Almost 2,400 people who received unemployment insurance in 2009 lived in households with annual incomes of $1 million or more, according to the Congressional Research Service.The Bloomberg article and CRS report note that approximately $20 million could be saved in federal contributions to UI over the next decade if benefits to millionaires were blocked from receiving UI benefits.
The report was released after about 1.1 million people exhausted their jobless benefits during the second quarter of 2012, when more than 4.6 million filed initial unemployment claims. Eliminating those payments to high earners is one idea being considered as U.S. lawmakers struggle to curb a projected $1.1 trillion deficit for the fiscal year that ended Sept. 30, with the nationwide jobless rate at 8.1 percent.
“Sending millionaires unemployment checks is a case study in out-of-control spending,” U.S. Senator Tom Coburn, an Oklahoma Republican, said in an e-mail. “Providing welfare to the wealthy undermines the program for those who need it most while burdening future generations with senseless debt.”
$20 million in savings sounds great, but that wouldn't be the bottom impact on the federal budget.
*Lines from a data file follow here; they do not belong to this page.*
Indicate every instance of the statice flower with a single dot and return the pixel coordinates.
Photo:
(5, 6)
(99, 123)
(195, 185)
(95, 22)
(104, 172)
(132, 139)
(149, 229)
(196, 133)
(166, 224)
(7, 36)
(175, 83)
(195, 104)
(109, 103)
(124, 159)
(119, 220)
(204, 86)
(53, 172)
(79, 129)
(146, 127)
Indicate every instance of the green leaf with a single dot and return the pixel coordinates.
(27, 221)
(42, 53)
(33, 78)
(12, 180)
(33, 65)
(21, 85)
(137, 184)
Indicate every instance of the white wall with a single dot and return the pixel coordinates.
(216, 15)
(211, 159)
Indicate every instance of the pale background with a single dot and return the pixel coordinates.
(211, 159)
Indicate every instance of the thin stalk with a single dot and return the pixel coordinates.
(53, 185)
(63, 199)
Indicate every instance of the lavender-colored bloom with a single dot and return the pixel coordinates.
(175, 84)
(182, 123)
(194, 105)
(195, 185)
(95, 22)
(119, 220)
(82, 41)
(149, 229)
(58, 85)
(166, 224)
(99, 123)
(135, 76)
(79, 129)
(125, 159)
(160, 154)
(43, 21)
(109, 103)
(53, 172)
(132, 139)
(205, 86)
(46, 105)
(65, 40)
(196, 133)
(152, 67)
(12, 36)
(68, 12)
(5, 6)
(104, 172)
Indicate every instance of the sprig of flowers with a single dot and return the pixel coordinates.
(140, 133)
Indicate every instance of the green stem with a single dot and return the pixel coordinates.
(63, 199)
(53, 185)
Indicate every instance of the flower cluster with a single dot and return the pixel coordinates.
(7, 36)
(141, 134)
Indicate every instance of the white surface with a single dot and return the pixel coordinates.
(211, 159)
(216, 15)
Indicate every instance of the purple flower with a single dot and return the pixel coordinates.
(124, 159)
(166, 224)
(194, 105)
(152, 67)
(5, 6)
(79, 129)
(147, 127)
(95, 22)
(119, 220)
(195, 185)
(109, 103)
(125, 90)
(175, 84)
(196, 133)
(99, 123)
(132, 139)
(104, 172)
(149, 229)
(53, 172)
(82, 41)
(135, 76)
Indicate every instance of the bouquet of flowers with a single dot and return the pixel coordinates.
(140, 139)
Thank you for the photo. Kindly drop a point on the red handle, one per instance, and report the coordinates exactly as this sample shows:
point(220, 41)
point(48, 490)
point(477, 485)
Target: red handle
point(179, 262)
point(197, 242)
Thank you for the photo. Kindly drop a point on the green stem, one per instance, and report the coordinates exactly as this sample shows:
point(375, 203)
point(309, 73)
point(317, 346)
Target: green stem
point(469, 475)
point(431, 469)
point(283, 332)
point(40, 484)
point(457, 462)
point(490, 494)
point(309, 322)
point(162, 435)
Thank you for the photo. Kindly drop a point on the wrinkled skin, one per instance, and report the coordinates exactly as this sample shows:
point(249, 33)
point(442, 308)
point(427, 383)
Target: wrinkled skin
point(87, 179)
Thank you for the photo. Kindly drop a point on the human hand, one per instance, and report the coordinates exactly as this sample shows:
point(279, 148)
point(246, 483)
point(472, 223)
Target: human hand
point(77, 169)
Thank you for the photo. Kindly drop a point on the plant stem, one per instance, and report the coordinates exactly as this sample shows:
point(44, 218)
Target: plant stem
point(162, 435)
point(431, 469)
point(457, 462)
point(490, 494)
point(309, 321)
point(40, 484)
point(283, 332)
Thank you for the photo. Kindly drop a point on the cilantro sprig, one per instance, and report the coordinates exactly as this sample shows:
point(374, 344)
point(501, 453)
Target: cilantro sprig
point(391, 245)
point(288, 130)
In order to recoup that money, the federal or state governments would have to check income sources of UI recipients. That checking would cost money--quite possibly more money than goes out in UI benefits.
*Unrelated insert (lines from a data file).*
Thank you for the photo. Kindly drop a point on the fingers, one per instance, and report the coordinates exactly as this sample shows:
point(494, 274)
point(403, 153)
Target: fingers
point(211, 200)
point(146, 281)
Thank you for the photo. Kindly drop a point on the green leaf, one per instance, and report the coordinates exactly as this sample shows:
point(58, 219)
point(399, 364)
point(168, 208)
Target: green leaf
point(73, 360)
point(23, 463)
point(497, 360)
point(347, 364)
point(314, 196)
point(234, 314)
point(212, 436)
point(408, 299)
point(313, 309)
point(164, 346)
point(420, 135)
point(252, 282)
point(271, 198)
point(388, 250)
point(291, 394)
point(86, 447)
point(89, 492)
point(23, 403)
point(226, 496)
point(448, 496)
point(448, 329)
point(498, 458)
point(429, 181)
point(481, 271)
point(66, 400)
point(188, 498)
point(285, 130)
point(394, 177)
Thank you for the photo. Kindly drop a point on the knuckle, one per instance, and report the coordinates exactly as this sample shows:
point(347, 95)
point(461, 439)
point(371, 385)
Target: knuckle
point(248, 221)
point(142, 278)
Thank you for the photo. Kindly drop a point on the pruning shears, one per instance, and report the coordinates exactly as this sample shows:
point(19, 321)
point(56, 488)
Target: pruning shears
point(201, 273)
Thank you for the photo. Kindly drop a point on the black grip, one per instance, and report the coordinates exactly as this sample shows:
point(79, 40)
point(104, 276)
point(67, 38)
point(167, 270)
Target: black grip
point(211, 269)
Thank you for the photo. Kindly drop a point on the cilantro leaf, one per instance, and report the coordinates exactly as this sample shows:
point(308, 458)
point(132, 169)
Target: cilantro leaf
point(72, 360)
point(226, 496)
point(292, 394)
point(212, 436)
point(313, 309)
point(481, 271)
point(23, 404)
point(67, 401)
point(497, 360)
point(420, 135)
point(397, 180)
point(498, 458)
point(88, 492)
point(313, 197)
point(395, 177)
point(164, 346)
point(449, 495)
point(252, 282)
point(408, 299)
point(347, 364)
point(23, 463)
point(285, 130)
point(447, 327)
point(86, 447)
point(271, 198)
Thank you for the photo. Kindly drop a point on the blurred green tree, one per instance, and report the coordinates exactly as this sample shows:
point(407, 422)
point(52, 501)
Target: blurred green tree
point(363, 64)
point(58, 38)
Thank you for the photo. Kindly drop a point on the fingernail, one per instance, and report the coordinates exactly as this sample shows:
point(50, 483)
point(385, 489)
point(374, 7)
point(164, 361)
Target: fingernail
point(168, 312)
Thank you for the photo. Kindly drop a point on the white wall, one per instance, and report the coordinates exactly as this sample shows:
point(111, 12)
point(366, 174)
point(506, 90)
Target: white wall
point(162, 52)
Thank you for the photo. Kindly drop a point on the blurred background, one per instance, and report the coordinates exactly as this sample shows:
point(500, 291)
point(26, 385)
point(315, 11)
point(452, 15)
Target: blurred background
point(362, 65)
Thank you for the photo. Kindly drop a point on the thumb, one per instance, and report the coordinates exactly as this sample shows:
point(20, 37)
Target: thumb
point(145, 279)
The CRS believes that the least costly approach would be to collect the payments through the income tax system. A 100 percent tax could be placed on UI benefits for households with incomes above one million dollars. Although cost-effective, this approach is far from costless. Tax forms would become more complicated making them harder to complete and harder to check.
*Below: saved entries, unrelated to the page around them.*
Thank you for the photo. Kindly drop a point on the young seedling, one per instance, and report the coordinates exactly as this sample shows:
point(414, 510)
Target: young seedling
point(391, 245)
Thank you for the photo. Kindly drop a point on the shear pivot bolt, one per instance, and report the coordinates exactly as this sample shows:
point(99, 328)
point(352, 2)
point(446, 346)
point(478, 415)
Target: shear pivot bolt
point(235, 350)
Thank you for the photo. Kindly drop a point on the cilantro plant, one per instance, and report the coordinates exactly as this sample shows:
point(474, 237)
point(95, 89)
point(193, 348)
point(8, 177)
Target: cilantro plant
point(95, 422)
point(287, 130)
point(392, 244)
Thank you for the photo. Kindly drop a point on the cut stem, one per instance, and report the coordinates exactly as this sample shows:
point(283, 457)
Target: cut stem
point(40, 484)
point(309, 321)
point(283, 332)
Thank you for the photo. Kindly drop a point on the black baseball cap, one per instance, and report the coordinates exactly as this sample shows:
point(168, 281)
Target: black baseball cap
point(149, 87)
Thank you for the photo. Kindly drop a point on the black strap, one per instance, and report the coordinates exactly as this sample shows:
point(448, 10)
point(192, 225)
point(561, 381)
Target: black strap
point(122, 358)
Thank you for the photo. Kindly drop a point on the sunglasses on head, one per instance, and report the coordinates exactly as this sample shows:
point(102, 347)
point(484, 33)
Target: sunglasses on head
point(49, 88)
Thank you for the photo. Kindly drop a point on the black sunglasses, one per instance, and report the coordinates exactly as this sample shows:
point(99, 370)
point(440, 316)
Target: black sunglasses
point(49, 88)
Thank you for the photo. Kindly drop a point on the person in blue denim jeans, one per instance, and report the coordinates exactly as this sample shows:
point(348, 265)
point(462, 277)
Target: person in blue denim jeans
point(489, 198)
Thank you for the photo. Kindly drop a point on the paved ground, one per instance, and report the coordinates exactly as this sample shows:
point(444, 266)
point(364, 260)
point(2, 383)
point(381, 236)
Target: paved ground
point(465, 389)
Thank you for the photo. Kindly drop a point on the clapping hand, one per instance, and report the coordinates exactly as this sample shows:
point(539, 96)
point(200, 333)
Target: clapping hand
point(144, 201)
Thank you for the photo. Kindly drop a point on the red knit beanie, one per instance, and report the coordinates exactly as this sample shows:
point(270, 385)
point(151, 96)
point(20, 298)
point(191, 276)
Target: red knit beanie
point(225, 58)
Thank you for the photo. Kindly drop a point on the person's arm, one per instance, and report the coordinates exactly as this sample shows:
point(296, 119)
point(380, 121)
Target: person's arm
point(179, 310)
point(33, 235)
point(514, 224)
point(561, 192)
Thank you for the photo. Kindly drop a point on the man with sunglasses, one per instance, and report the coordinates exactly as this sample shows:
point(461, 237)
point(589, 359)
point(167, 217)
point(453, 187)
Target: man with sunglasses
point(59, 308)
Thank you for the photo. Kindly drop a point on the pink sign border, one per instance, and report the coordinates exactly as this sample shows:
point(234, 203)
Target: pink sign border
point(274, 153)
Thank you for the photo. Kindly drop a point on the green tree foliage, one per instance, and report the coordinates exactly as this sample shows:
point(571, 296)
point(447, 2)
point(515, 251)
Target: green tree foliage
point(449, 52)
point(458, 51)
Any other system to prevent millionaires from getting benefits is likely to be far more costly and less effective. The state agencies that administer the UI system only have access to some income information. Besides having to conduct additional checks against the available information, the agencies would have to make guesses about whether a household's total income worked out to one million dollars. The checks would be especially difficult for married couple households and for households that receive unearned income. Any such system would also likely impose additional reporting burdens on the broader set of unemployed households.
In the end, a policy of trying to keep benefits from going to a handful of millionaire households is likely to cost the treasury more than it saves. If the goal really is to reduce the burden on future generations, we should keep sending out those checks.